Can I read Chinese characters with ReadList correctly?
Following the comments above, I think I've managed to find the answer, that is, as m_goldberg and librik said, ReadList
doesn't support character encoding, and maybe that's one of the reasons it's fast.
However, that doesn't mean we can't make use of ReadList
. In fact, following the advice from mfvonh, I found that Import
internally uses ReadList
to read a.txt
first and then converts it to the right encoding with ToCharacterCode
and FromCharacterCode
after a lot of judgments that I don't understand very well and seem to be redundant. So why not omit those judgments?:
Export["a.txt", "这乱码问题该怎么解决呢\n***\n1234\n这样解决呀"];
FromCharacterCode[ToCharacterCode[ReadList["a.txt", Record](*,"ISOLatin1"*)],
"UTF8"] // AbsoluteTiming
Import["a.txt"]; // AbsoluteTiming
{0.0010000, {"这乱码问题该怎么解决呢", "***", "1234", "这样解决呀"}} {0.0440000, Null}
Not sure if this will fail in more complicated cases.

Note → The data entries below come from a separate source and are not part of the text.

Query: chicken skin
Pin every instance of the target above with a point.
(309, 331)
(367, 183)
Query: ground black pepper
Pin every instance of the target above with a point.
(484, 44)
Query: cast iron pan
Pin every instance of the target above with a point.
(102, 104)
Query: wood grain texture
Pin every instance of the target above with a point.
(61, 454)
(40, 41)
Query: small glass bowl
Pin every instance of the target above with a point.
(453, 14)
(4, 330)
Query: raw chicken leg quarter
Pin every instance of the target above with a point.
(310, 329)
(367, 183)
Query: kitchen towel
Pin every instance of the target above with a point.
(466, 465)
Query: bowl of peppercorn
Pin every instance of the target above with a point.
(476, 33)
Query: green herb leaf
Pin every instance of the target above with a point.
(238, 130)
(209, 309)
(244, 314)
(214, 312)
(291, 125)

I think the most straightforward method is to read the data as a byte content, then interpret that as an UTF8 text. This is what it would look like:
FromCharacterCode[BinaryReadList["a.txt"], "UTF8"]
It will be slightly more performant than the other suggestions as it avoids any unnecessary conversions. Be aware that you need to break into lines via e.g. StringSplit
if so desired...